WARNING: SPOILERS BELOW
THE ANGLE:
Young boy Ed Jr. (Mitler) is excited about his father's birthday so as a gift, he cleans each of Dad's gun from his extensive collection. While messing around with one of the rifles, Ed Jr. accidentally fires and kills his mother who's in the next room. When Big Ed comes home, he does as anyone would do in this mournful moment and pours himself a drink over his spouse's corpse.
"One for me, one for my dead wifey." |
Clearly upset at Ed Jr.'s exercise of his Second Amendment's right, Big Ed chases him out of the house and grounds him for a week (probably). Flash forward to teenage Ed, now a college student who along with his bored friends decides to go to Ed's estranged father's beach house for a week of horny hi-jinks. Meanwhile, Ed Jr. is still tormented by memories of his tragic past that manifest as nightmares.
They really ought to bring back medieval ax punishments back in schools. |
Along the way to the beach house, they deal with a jalopy car, booze it up down the Gulf Coast highway, and put up with wisecracks from their asshole friend Ralph. This fucking guy:
A young Justice Kavanaugh negotiates a 10% beer discount. |
They find the beach house abandoned and in disarray as Big Ed has left behind some disturbing mementos for the kids to ogle, but they decide to make the most of it anyway. But the fun soon grinds to a halt when members of the group go missing. (Drinking game hint: take a gulp every time someone mentions the whereabouts of "Mike and Linda". You will need a kidney transplant.) And we learn that Big Ed may not have abandoned the house after all.
No one's hopping on this Pop. |
"Aye aye aye, mucho mutilate-oh!" |
Well, he's The Mutilator, not The Puppy Kisser. |
THE FINISHER:
The Mutilator is somewhat of a head-scratcher. It’s got an identity problem. Not because of the plot or anything – far from it. The streaming version I watched has the title “Fall Break” displayed in its opening credit sequence. That was the original title that was changed for the U.S. release probably because it sounds like a teen comedy, which it could have been mistaken for if you’d skipped the opening sequence and watched the first half-hour. So why would a new digital transfer of it, on Amazon Prime no less, still display the original title? Also, Amazon dates this movie as 1978, but IMDB lists it as 1984. But based on the clothes, hair, cars, and general saltine cracker plainness of the cast this thing screams late 70s. Another giveaway of its 70s signature is that one of the characters refers to a video arcade game as a “video machine”. Huh? I may be getting on in years but I’m pretty sure that we were calling them video games by 1984. I do however seem to remember this movie being perpetually on the horror shelve at the video store back in the day with its fantastic poster on the cover. I’m also sure if I did just a smidge more research I’d find the answer, but damn it, it’s #31DaysOfHalloween and I’s gots moobies to wartch!
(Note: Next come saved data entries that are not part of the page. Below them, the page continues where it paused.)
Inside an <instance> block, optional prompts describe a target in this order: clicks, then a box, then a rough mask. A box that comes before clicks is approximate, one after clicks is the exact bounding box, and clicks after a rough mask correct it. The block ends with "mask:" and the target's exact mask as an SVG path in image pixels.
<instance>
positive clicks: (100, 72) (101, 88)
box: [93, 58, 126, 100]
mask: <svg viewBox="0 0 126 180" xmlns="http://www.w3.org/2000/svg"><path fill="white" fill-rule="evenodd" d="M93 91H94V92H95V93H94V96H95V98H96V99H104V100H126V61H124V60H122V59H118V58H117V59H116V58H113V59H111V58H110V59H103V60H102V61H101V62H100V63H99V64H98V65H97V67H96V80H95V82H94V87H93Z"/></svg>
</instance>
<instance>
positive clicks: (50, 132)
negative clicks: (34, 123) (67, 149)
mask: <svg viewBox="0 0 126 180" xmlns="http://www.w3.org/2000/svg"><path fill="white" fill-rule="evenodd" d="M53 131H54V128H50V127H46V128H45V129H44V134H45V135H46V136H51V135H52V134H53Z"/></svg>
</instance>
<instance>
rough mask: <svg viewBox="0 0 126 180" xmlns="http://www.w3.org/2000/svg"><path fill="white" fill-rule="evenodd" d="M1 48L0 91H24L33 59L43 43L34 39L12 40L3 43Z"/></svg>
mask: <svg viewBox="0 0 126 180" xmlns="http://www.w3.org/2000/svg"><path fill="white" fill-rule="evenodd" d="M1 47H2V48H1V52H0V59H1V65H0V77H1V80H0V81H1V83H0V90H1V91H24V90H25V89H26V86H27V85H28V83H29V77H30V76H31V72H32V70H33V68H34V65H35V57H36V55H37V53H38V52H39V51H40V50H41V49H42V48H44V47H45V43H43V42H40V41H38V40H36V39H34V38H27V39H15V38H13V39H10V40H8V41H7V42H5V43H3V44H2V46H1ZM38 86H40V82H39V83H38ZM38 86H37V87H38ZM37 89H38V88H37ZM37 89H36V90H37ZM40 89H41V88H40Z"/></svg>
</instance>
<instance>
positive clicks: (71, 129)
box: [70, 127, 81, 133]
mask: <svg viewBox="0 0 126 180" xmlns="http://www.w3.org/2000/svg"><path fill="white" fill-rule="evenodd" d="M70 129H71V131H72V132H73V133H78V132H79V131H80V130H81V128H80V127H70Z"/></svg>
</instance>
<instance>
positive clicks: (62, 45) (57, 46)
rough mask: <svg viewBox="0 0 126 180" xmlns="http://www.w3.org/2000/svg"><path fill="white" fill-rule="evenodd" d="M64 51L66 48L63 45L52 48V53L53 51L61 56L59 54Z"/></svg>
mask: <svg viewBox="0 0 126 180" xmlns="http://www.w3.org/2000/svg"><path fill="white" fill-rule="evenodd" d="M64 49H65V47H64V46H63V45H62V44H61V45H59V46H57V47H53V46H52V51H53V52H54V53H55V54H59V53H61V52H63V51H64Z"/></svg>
Regardless, The Mutilator screams pure slasher movie goodness. Not because it’s good, but because it’s classically symptomatic of the genre: goofball horny teens, a creepy location far from civilization or help, a ruthless maniac, a catchy pop tune over the credits that sounds like a K-Mart version of Hall & Oates, and more limp jokes than my last prostate exam. The son-killing-Mom aspect sets an off-putting tone in the opening sequence and is so weirdly and awkwardly presented that I was sure it would have created some unique tension or psychological effect on the Ed Jr. character. But it doesn’t. As an adult, Ed Jr. is just another lay-about horndog who sees helping his widower Dad/teen stabber as an annoyance. Besides an explanation that the Dad became a worldly hunter after the death of his wife, we see little to no motive behind his massacre or his ability to chop cops legs off after being dissected by a sedan. (Spoiler). The movie does get particularly nasty towards the end, another hallmark of horror films where they leave the monster reveal and the bloody good stuff until we’re close to the final curtain, and hints at a Final Girl showdown that fails to materialize. The effects are pretty decent and ahead of their time, that is if this thing was indeed shot in ’78. I will recommend The Mutilator for your Halloween marathon for the bloody, choppy, gory final sequence and for bringing back memories of the hometown video store: the smells of buttery popcorn and Jolly Ranchers, the rows upon rows of gnarly VHS treasures, and that giant fish hook jabbed in your gullet.